Francis D. Nichol states:
After one hundred years the different Adventist bodies, other
than Seventh-day Adventists, that stemmed from the Millerite movement of the
early 1840's total less than 50,000 members, which is no more than the total of
Advent believers in 1844. Not long ago we enjoyed a delightful fellowship of a
few days with an aged, saintly leader in one of these Adventist bodies. He spoke
of the expansion of Seventh-day Adventists, their schools, publishing houses,
medical institutions, and then he added: Your men were more farsighted than
ours and laid better plans. We replied: No, our men were no wiser than yours,
but we had a frail handmaiden of the Lord in our midst who
declared that by visions from God she saw what we should do and how we should plan for the future.
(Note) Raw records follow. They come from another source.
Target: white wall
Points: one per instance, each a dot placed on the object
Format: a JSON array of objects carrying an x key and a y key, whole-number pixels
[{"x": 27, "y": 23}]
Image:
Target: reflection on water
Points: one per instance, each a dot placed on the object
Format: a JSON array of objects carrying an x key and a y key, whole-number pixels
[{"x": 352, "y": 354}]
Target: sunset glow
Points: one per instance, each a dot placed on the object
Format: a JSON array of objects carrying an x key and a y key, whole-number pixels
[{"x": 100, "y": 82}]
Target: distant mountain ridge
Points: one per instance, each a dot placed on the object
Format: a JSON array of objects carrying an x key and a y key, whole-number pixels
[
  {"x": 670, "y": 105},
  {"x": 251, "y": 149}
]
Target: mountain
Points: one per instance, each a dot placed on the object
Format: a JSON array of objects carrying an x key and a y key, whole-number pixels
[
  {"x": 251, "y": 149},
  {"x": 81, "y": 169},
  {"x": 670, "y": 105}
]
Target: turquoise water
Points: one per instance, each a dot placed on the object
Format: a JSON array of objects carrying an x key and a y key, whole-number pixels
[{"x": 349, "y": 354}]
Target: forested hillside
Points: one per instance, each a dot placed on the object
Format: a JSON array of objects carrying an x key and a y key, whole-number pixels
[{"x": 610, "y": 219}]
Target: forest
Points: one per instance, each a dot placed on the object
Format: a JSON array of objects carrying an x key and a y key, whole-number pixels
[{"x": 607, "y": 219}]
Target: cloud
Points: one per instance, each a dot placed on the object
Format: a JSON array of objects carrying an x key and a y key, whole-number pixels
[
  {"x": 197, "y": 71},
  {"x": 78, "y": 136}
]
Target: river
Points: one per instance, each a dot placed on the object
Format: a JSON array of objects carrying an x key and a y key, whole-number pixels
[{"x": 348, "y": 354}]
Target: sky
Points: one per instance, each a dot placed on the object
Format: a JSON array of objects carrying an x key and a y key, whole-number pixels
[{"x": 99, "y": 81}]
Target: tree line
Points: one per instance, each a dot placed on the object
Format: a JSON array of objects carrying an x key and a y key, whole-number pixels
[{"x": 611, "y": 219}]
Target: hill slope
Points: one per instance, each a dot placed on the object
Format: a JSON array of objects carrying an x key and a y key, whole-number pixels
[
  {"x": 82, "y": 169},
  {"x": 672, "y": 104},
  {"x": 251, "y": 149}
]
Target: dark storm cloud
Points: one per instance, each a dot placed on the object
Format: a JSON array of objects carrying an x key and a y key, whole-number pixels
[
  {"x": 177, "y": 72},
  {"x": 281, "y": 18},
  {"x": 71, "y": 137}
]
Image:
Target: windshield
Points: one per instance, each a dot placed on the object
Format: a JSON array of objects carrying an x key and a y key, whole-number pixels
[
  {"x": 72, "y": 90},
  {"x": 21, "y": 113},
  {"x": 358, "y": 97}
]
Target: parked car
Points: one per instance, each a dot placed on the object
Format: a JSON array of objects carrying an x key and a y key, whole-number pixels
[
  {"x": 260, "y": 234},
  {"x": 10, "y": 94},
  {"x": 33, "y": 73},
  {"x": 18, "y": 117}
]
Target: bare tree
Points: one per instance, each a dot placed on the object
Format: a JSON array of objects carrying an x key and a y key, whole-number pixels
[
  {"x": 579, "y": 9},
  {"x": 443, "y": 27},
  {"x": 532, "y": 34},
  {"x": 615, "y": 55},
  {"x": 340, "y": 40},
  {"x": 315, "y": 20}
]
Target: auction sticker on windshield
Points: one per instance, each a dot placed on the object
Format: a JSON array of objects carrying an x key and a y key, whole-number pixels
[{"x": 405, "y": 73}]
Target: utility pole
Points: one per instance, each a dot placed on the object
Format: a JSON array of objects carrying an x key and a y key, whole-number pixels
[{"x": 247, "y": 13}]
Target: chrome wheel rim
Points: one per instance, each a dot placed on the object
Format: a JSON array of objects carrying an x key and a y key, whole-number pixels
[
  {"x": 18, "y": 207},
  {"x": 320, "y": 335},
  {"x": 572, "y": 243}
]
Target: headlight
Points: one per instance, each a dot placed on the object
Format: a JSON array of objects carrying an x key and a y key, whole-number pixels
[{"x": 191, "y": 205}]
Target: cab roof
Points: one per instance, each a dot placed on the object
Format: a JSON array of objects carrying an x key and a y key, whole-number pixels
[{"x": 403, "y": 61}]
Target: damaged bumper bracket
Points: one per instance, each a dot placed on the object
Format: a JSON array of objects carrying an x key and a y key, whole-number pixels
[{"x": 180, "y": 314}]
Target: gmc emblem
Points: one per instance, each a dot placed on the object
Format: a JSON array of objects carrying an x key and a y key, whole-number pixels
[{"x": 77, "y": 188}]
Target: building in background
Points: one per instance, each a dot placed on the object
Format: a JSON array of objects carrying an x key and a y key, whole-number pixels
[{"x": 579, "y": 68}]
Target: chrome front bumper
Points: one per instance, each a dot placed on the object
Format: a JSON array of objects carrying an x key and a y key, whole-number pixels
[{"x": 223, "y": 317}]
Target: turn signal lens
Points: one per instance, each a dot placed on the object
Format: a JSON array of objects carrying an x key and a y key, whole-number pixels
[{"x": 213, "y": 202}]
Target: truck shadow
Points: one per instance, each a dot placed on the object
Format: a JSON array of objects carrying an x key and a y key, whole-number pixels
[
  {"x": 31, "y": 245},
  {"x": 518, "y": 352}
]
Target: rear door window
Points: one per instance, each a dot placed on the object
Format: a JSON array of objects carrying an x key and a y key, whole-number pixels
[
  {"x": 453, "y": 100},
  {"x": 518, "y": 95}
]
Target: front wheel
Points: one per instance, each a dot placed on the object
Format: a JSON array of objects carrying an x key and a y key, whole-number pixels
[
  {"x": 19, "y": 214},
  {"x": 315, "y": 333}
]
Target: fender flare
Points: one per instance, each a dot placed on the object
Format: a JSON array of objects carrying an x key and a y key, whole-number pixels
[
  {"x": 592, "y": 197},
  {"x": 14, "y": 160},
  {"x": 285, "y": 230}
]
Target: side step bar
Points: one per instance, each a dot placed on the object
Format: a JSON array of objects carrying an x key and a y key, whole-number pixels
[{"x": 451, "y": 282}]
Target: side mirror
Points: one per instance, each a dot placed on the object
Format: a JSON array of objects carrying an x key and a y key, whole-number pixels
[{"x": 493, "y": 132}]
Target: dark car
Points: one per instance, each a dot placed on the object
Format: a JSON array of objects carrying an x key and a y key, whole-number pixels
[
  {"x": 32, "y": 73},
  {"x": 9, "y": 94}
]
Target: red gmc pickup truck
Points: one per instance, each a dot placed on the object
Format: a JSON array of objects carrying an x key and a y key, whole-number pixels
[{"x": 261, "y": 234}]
No other explanation could, in truth, have been offered for the vitality, distinctiveness, and foresight revealed in connection with the growth of the Seventh-day Adventist movement over the world.Ellen White and Her Critics, pp. 23, 24.
This represents our attitude toward the life and work of Ellen White today, but it was not so easily seen or accepted back in 1844 and 1845. Then it was merely the word of a teen-age girl, claiming that God was speaking to her through His angel. It should be remembered that the leaders in the Advent Movement had counselled against fanatics and those deluded by so-called visions and dreams. In their Boston Advent Conference of May 29, 1843, they took the following action: We have no confidence whatever in any visions, dreams, or private revelations. Signs of the Times, June 7, 1843, p. 107.
You can imagine the astonishment of that little group of
women with a seventeen-year-old girl, after their season of prayer, as that girl
told them of what she had seen in vision. I wonder how many of you women, if you
had been there in that little group, would have said, Now, Ellen, we are sure
that what you say is right, and we accept you and believe you to be a prophet.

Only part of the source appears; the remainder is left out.